What version of Windows 10 is installed on the laptop? And what is the driver version of the Killer wireless adapter?

Would you describe the wireless you are connecting to? What model router or access point? Are there other devices and people sharing the wireless? How close to the wireless are you, and what types of obstructions to the wireless is there?

 

MGUser
Novice
5,454 Views

Hello and thank you for the reply (which I'm reading just now; for some reason I had no notification email).

Herein my answers.

PC OS: Windows 10 version 21H1; build 19043.1055

PC Driver: Qualcomm Atheros Communications Inc, version 12.0.0.948, date 22/04/2020

Wireless Access Point:  it's my home access point, which my ISP rebranded and provided me with; it should be dual band Zyxel 8825; it's configured to work at 2.4 GHz (bandwidth 20/40 MHz) and 5 GHz (bandwidth 20/40/80 MHz).

The only user of the wireless is myself, with two devices; the Dell PC at issue and a smartphone. The Smartphone never experiences issues.

The Dell PC randomly disconnects from the Access Point even when I work very close to it, with no obstruction in between.

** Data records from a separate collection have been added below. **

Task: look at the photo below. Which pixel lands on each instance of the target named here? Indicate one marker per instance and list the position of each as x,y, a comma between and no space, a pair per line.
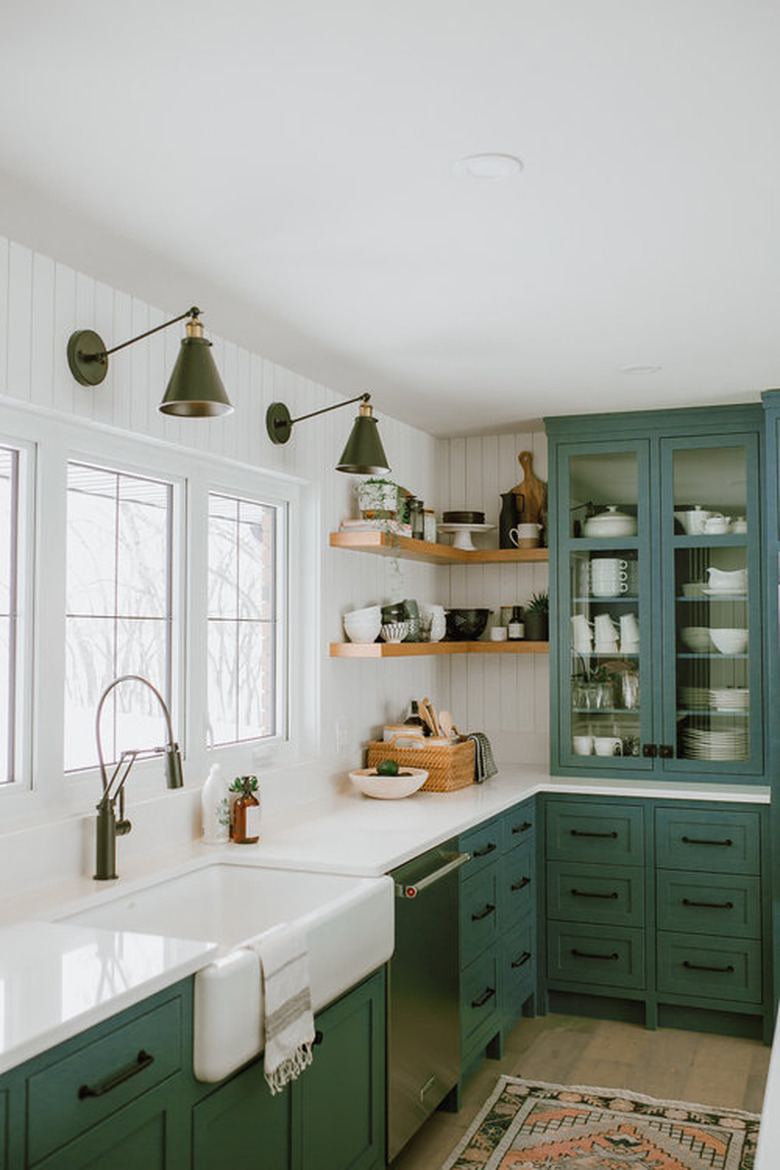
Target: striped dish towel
484,764
289,1023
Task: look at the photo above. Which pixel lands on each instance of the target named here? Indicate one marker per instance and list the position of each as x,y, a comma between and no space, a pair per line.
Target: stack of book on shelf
397,527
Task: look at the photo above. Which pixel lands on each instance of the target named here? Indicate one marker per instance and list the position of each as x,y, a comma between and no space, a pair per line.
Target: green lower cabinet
242,1126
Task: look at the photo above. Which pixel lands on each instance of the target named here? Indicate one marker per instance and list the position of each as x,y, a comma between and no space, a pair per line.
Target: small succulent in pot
537,618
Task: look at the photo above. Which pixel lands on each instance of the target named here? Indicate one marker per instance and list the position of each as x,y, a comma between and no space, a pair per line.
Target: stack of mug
613,576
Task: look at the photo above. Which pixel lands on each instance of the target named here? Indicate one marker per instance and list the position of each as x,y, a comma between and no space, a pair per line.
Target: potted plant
378,499
537,618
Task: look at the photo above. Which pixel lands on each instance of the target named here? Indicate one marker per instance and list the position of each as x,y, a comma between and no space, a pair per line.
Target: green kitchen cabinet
332,1115
658,912
656,604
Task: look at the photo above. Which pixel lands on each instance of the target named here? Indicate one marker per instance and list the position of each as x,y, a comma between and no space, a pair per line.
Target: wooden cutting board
531,494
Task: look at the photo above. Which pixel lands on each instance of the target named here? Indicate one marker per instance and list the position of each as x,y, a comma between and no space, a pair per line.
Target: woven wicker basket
449,766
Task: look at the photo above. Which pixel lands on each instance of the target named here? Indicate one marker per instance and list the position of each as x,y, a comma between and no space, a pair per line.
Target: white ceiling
288,165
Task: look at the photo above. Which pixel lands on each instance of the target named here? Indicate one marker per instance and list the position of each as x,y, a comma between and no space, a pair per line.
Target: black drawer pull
710,906
703,840
143,1060
483,914
483,853
701,967
481,1000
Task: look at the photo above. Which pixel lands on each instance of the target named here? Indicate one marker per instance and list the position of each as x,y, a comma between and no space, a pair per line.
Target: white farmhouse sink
347,923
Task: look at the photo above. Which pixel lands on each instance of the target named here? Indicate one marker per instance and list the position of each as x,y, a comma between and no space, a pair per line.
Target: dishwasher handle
430,879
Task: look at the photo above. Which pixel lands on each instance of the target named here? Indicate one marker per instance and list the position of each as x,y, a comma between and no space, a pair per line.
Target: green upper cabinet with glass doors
656,600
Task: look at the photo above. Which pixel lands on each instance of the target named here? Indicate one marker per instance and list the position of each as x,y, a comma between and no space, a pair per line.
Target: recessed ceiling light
489,166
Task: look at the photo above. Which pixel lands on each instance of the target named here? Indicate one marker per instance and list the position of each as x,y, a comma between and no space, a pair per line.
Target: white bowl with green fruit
388,780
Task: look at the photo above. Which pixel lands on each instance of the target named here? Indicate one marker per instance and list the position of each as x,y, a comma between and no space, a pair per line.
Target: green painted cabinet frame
653,438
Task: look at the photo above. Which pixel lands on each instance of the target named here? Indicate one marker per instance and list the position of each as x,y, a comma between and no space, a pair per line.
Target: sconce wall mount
194,389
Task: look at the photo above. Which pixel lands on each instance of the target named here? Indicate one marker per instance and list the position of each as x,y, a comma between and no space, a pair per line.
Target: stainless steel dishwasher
423,1032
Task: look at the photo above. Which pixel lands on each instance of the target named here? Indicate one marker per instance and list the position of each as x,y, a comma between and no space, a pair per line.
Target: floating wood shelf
385,544
416,649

Disconnections are extremely frequent (so that the WiFi is practically unusable) when the Dell WiFi device is set to work  in "Wireless Mode" "12-11 a/b/g/n/ac" (it's a setting which you can do by accessing the "Advanced Configuration" of the device);

disconnections are less frequent (but still, annoying, as they randomly happen three-five times during a standard working day) when the device is set to work in "08-11 a/b/g/n" mode.

I tried to: update drivers, remove and reinstall the device, change different configuration parameters of the device (e.g. disabling mimo power saving, setting  roaming aggressiveness to 'lowest', different settings of preferred band .... )  with no success.

 

Thank you again for the support. Whatever advice is welcome.

 

Khun_Doug
Valued Contributor I
5,446 Views

MGUser,

On the Dell PC have you tried configuring the wireless to prefer the 2.4 GHz band instead of allowing automatic selection? I am curious if the frequent disconnects are so frequent on the 2.4 GHz band.

Also, has this ever worked properly and then suddenly began being problematic? For example, was the wireless working correctly when you first got the laptop, and then it started to disconnect after some period of weeks or months? And is the Killer 1535 the original adapter that was in the laptop?

 

MGUser
Novice
5,427 Views

Hi Khun.

 

Yes, I tried to set 2.4 GHz as the preferred bandwidth and disconnections still happen.

 

The adapter I'm using is the original one. At the beginning, disconnections were really uncommon; even if there was one sometimes (say, one in a few days).

 

Then, they started being more common: I don't know what the reason could be (of course, I've been continuously updating bios, drivers and OS).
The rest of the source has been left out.